Cuando el intruso levantó la vista y descubrió el rifle, soltó tal grito que sobresaltó a Celestine. Los papeles se desparramaron por el suelo.

—Santo cielo, ¿pero es que quieres matarme de un ataque o de un disparo? —jadeó él, llevándose una mano al pecho.

—Eso debería preguntar yo. —La anciana bajó el arma al reconocer esa voz—, ¿qué clase de vagabundo ha entrado por la ventana? Si quieres un pan, puedes pasar por la casa de té.

—Quería darte una sorpresa, ma.

Se puso de pie con calma. Era al menos una cabeza más alto que ella. Esos ojazos avellana sonrieron, estudiaron el rostro de la mujer que le había dado más que una vida.

—Y vaya que lo hiciste. —La anciana acarició esa mejilla cubierta de vello—. ¿Qué demonios te pasó? Si necesitabas dinero, pude habértelo enviado. ¿Estuviste en la cárcel? Veneciano tiene contactos que pueden limpiar tu expediente.

Valentín soltó una carcajada.

—¿Por qué todo el mundo me dice eso? ¡Estoy recién duchado! Solo olvidé comprar tijeras y afeitadoras. —Sus pupilas se deslizaron hacia los documentos en el suelo. Se agachó para recogerlos. Esa sonrisa espontánea vaciló—. ¿Qué es todo esto, mamá?

—Nada importante.

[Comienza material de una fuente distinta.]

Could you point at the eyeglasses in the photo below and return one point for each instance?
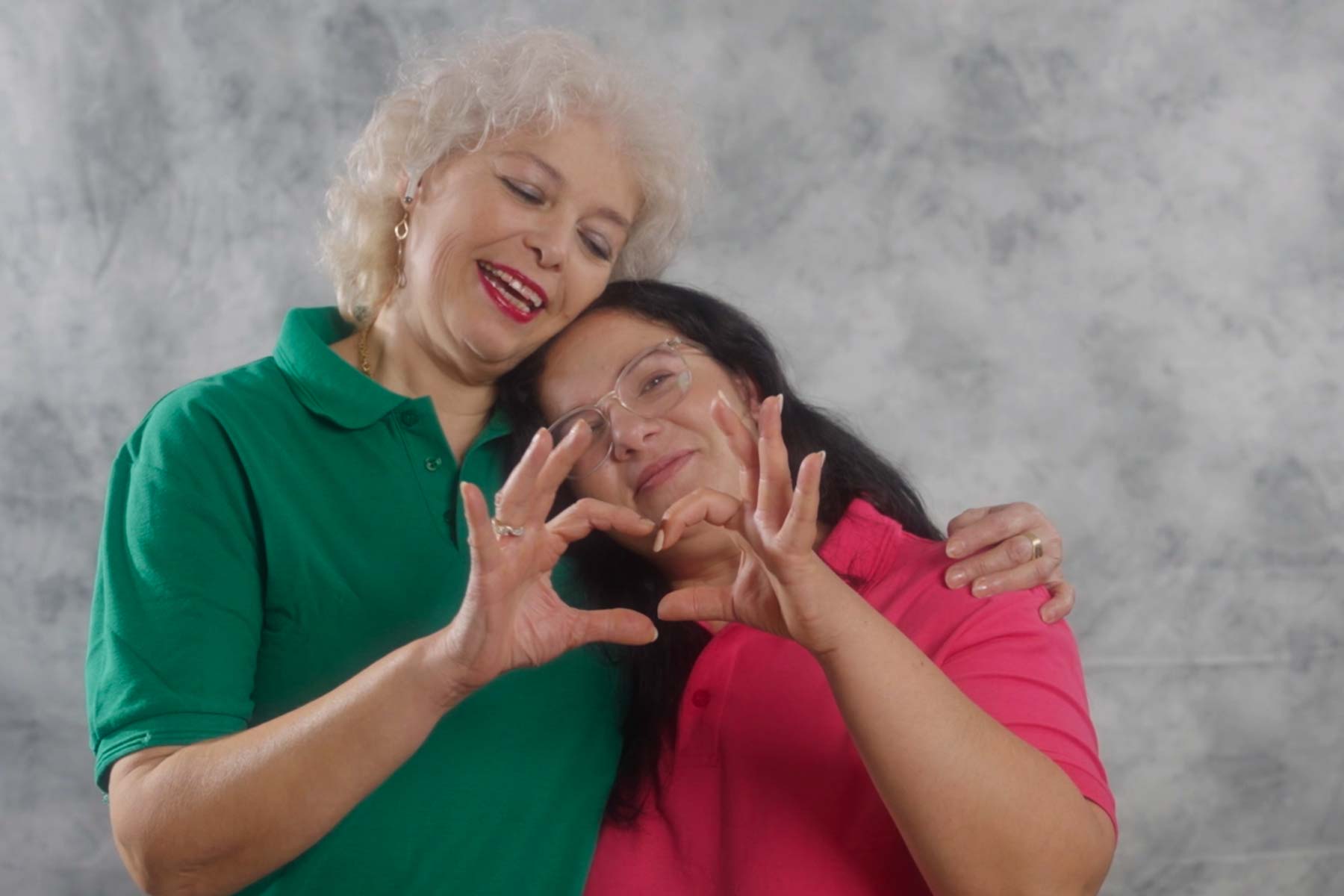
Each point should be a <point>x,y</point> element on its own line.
<point>652,383</point>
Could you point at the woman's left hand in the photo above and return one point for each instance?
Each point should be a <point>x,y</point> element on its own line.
<point>999,555</point>
<point>781,585</point>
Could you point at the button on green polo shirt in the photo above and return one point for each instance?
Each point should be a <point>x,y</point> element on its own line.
<point>272,531</point>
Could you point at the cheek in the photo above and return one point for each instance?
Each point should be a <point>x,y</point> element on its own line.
<point>600,485</point>
<point>441,260</point>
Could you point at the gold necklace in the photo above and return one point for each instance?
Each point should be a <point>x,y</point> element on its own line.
<point>363,354</point>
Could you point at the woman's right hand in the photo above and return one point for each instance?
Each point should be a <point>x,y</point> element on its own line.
<point>511,615</point>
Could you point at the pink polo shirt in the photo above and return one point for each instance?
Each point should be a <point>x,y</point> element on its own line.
<point>766,793</point>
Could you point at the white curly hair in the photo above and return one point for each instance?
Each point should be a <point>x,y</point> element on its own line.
<point>456,99</point>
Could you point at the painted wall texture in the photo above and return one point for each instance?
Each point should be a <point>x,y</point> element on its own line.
<point>1088,254</point>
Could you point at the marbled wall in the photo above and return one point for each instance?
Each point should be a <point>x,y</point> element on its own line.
<point>1088,254</point>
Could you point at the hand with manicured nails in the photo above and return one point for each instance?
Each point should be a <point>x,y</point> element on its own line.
<point>511,615</point>
<point>781,585</point>
<point>999,555</point>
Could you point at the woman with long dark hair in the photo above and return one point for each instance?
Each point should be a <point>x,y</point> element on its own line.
<point>820,712</point>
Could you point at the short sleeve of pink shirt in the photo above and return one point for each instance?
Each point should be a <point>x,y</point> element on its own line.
<point>765,791</point>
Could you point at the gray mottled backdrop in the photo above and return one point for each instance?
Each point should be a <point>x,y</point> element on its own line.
<point>1077,252</point>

Recuerdos de hace muchos años. —Le arrebató las hojas y las lanzó a la caja fuerte, que luego abrazó como un niño a su conejo de peluche—. ¿Por qué no has llamado en toda la semana?

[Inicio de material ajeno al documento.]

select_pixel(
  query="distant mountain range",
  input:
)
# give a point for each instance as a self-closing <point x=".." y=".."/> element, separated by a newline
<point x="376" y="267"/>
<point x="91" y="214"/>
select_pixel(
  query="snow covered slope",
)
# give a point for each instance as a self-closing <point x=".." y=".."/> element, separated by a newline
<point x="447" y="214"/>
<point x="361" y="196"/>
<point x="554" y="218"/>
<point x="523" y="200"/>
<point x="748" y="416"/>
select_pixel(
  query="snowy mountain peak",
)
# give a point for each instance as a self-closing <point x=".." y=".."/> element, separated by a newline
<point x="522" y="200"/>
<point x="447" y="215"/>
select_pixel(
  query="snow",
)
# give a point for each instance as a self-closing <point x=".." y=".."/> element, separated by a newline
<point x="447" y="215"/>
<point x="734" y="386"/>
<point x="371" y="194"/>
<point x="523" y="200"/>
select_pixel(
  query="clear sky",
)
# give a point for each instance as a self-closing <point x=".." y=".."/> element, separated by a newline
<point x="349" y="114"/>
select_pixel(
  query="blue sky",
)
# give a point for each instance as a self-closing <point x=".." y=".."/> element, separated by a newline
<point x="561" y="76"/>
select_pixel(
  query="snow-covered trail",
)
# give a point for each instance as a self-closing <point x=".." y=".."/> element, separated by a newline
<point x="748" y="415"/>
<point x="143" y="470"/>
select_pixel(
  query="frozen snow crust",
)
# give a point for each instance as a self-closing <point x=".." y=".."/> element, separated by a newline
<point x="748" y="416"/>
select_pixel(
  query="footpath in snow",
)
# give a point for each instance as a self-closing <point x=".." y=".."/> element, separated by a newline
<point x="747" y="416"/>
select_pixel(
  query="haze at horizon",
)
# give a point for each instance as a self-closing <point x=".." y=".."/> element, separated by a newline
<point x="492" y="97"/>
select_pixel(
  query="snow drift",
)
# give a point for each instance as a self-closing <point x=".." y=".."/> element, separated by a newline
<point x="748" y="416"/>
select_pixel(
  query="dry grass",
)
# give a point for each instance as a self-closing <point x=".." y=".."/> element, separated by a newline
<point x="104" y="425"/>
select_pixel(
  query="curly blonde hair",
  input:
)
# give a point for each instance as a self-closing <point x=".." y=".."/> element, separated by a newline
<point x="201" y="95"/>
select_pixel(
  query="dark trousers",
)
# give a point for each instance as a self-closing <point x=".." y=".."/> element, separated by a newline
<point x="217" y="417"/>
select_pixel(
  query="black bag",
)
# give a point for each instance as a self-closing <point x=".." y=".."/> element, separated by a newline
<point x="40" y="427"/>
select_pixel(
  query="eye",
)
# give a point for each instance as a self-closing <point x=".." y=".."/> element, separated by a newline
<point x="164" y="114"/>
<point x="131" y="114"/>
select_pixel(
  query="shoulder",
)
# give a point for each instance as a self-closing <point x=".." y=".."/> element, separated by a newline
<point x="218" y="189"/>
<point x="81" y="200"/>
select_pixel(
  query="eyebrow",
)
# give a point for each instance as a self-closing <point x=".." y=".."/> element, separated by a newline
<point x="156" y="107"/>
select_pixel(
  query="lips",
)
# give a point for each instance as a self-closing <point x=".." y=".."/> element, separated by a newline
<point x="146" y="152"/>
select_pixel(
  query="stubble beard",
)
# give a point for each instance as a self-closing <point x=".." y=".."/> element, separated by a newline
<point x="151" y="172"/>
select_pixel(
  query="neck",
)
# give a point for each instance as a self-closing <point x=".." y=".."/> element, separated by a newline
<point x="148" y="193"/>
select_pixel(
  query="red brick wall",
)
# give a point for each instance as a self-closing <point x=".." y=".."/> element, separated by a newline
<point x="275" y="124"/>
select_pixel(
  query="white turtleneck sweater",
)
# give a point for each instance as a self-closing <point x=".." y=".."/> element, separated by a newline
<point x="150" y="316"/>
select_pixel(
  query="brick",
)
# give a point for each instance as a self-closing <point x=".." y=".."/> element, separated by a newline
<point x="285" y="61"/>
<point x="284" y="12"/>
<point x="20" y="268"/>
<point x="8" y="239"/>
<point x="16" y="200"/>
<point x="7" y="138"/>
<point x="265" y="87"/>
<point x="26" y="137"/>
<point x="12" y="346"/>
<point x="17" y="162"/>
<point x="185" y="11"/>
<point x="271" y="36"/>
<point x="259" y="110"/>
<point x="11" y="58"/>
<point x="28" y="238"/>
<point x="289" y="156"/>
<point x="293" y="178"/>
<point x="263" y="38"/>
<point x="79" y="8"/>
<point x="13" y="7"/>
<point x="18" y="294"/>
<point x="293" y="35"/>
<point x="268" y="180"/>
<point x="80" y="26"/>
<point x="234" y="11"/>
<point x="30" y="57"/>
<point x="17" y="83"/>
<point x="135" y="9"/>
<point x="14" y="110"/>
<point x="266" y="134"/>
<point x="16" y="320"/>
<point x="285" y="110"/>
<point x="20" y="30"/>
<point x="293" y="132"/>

—Parece importante para ti —insistió con suspicacia, inclinando ligeramente su cabeza—. ¿Soy yo el de las ecografías?

—Sí. —Soltó una risa suave mientras le daba la espalda para guardar el libro y el rifle en el placar—. Te la pasabas pateando pero te relajabas al sonido de mi voz.

—Nunca hablas de esa época... ¿Es porque mi llegada vino acompañada de la muerte de papá?

—¡¿Qué tonterías dices?! Tú solo has traído cosas bellas a mi vida. Has sido mi luz en los momentos de oscuridad.

—¿Por qué siento que me estás ocultando algo?

—¿El mismo niño que hablaba con extraños en los parques ahora me mira con desconfianza?

—Es solo que...

La voz del muchacho se apagó. Sus iris de un verde primaveral con pinceladas de caramelo no sonreían. Se mantenían perdidos en sus manos.

Valentín podía ser muy distraído, pero un artista tenía su dosis de observador. Y había algo que no encajaba en ese complejo rompecabezas llamado Celestine D'Angelo.

Ella conservaba esa mirada de cordero inocente. Arrugas se formaban en las esquinas de sus ojos y labios, rastros de una vida sonriente.

Cualquier persona ajena a la familia la vería como una anciana frágil. Valentín había sido testigo de sus gritos y carcajadas, de alegrías reflejadas en tardes de galletitas y lágrimas ocultas dentro de sus tacitas de té.

Inofensiva nunca fue.

Se miraron a los ojos, idénticos cual dos gotas de agua, durante cinco latidos. Entonces él dejó escapar una risa y la atrapó en un abrazo de oso que estuvo a punto de elevarla en el aire.

—Te extrañé mucho, mi niño —sollozó Celestine contra su hombro, intentando plasmar en su abrazo todo el dolor que la había embargado durante su ausencia.

—Yo te extrañé más —respondió Valentín con los ojos cerrados—, mamá.